Green Power Community Challenge
WASHINGTON – The U.S. Environmental Protection Agency kicked off its national “Green Power Community Challenge,” a year-long campaign to encourage cities, towns, villages, and Native American tribes to use renewable energy and fight climate change in September.
Purchases of green power help to prevent greenhouse gas emissions and also help accelerate the development of new renewable energy capacity across the United States.
To participate in the challenge, a local government must join EPA’s Green Power Partnership and use green power in amounts that meet the program’s purchase requirements. The local government must also conduct a campaign to encourage local businesses and residents to collectively buy or produce green power on-site in amounts that meet EPA requirements.
More than 30 cities and towns in Alaska, California, Colorado, Connecticut, Maryland, Oregon, Pennsylvania, Texas, Utah, Washington, and Wisconsin have become green power communities, and are collectively buying more than 900 million kilowatt-hours (kWh) of green power annually, equivalent to the carbon dioxide emissions (CO2) from the electricity use of nearly 80,000 average American homes.

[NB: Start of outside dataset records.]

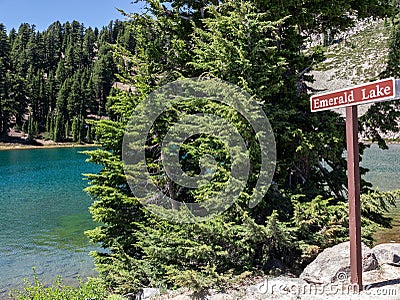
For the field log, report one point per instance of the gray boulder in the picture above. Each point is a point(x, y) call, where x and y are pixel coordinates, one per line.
point(333, 264)
point(387, 253)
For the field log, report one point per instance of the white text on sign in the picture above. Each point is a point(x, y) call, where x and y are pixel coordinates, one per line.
point(371, 92)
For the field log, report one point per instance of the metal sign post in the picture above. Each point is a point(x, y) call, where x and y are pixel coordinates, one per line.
point(380, 90)
point(353, 173)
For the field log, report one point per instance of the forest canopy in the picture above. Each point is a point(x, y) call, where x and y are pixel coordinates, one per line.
point(60, 81)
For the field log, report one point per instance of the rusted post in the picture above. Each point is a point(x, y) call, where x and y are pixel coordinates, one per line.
point(354, 195)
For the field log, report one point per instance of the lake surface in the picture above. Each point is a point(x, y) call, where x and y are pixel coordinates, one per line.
point(43, 215)
point(44, 211)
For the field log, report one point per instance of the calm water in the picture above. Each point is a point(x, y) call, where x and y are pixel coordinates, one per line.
point(44, 211)
point(43, 215)
point(384, 167)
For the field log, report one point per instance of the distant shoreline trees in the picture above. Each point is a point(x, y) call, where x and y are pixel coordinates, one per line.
point(51, 82)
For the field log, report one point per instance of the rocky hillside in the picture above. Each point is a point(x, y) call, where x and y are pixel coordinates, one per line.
point(357, 56)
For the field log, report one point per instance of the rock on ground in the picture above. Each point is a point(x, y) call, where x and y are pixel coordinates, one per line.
point(333, 264)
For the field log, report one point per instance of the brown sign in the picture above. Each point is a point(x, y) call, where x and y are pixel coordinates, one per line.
point(380, 90)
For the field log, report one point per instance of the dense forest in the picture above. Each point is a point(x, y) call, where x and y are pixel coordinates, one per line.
point(53, 82)
point(258, 46)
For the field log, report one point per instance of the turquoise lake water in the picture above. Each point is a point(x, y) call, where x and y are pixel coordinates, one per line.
point(43, 215)
point(44, 211)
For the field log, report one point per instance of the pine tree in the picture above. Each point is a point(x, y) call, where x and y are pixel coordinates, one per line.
point(256, 45)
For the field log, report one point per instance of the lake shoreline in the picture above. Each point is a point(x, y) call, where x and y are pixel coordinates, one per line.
point(12, 146)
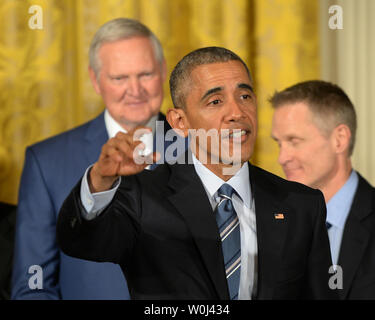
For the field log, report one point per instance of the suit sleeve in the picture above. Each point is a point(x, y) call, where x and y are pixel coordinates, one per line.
point(35, 236)
point(320, 260)
point(111, 236)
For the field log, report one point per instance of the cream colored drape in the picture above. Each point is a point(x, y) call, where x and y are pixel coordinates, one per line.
point(44, 85)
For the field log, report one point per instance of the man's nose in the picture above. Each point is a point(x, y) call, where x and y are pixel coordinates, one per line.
point(134, 87)
point(284, 155)
point(235, 111)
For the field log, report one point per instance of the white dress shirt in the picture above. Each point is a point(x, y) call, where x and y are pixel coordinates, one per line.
point(244, 206)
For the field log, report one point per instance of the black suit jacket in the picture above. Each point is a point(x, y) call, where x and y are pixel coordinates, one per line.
point(161, 229)
point(7, 228)
point(357, 251)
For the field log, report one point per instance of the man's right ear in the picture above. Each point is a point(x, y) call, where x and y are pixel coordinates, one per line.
point(177, 120)
point(94, 81)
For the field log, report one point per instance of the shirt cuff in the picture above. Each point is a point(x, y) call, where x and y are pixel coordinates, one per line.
point(95, 203)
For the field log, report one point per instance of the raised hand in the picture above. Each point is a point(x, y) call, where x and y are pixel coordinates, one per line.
point(120, 157)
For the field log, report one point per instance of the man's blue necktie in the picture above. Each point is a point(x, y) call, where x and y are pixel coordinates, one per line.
point(229, 228)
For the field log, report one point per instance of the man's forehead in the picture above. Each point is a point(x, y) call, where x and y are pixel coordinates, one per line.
point(219, 73)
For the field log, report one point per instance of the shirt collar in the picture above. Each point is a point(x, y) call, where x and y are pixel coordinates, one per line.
point(239, 182)
point(113, 126)
point(338, 207)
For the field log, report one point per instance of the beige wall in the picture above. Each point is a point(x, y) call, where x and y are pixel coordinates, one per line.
point(347, 58)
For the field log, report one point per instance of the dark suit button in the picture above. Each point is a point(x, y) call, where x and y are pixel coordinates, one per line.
point(73, 222)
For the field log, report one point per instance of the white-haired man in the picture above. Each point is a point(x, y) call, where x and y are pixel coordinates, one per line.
point(127, 68)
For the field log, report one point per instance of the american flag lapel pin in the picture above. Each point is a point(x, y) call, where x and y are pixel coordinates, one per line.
point(279, 216)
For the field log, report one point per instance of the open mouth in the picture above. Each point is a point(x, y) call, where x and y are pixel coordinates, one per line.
point(238, 133)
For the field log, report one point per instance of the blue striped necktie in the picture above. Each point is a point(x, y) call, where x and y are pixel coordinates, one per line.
point(229, 228)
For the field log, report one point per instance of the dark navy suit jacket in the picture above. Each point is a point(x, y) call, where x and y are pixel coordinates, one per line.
point(52, 168)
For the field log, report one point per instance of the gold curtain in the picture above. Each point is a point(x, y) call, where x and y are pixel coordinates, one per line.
point(44, 84)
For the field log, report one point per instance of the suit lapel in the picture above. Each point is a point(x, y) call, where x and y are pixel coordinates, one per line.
point(190, 199)
point(96, 136)
point(272, 225)
point(356, 236)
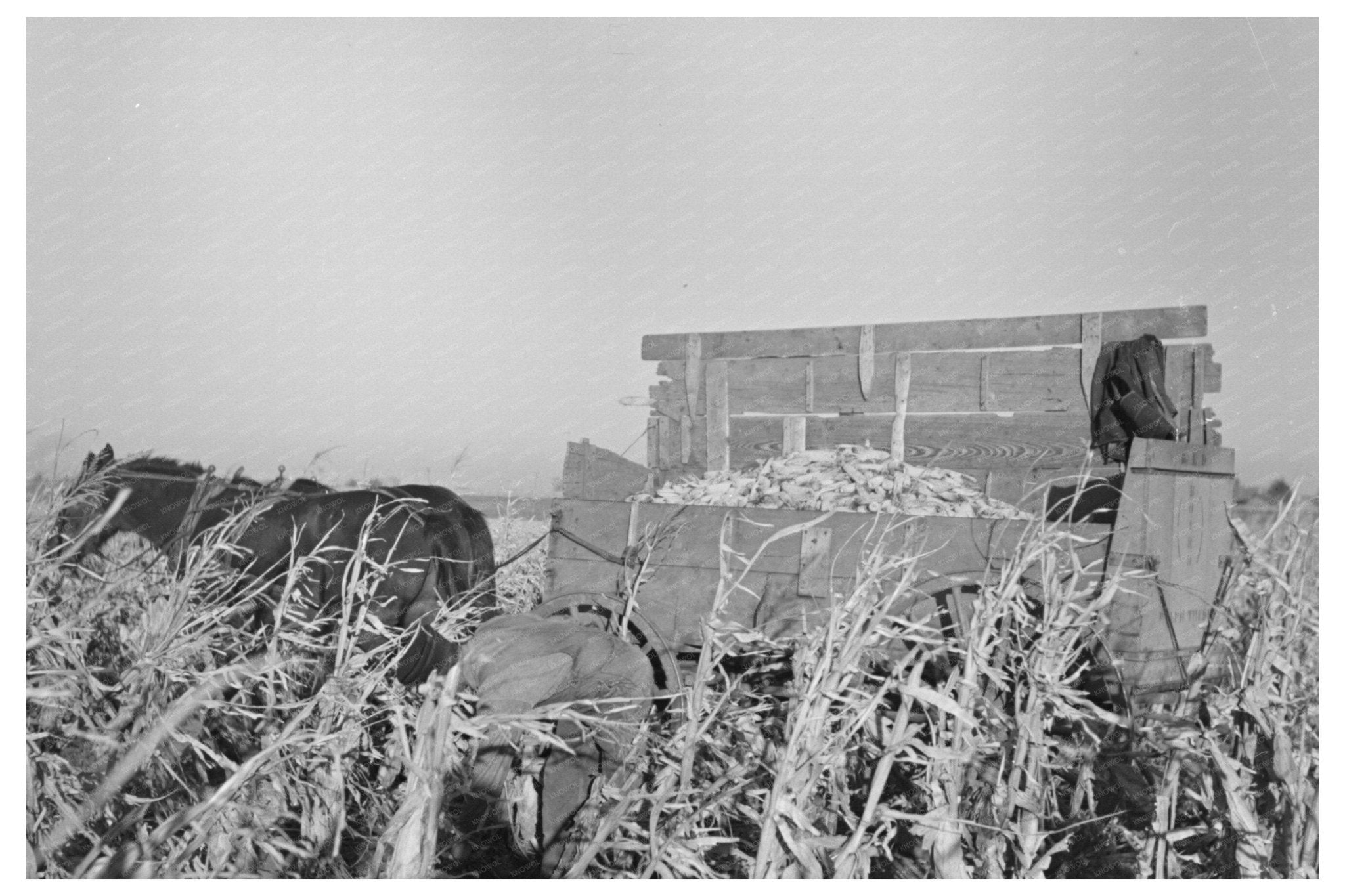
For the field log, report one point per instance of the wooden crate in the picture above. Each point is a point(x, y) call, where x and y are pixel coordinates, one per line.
point(1173, 524)
point(1003, 395)
point(1002, 400)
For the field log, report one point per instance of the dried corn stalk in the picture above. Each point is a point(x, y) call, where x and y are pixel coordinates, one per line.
point(848, 477)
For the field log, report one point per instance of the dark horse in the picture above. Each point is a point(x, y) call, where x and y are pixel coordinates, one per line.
point(427, 554)
point(460, 523)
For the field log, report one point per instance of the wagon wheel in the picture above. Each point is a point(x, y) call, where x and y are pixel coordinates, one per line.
point(604, 612)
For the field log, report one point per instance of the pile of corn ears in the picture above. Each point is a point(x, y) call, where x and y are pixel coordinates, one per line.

The campaign is designed to expand upon the successes of the program, aiming to double the total aggregate amount of green power used by EPA Green Power Communities. As part of the national campaign, communities will compete to see which one can use the most green power and which one can achieve the highest green power percentage of total electricity use. There will be a separate award for each category with national recognition and special attention from EPA. The winners will be announced in September 2011.
During the challenge, from Sept. 20, 2010, to Sept. 1, 2011, communities will be ranked for the two award categories on EPA’s website on a quarterly schedule; EPA will also provide technical assistance to help participants increase their green power usage.
Green power is generated from renewable resources such as solar, wind, geothermal, biomass, biogas, and low-impact hydropower. Green power resources produce electricity with an environmental profile superior to conven tional power technologies, and produce no net increase of greenhouse gas emissions.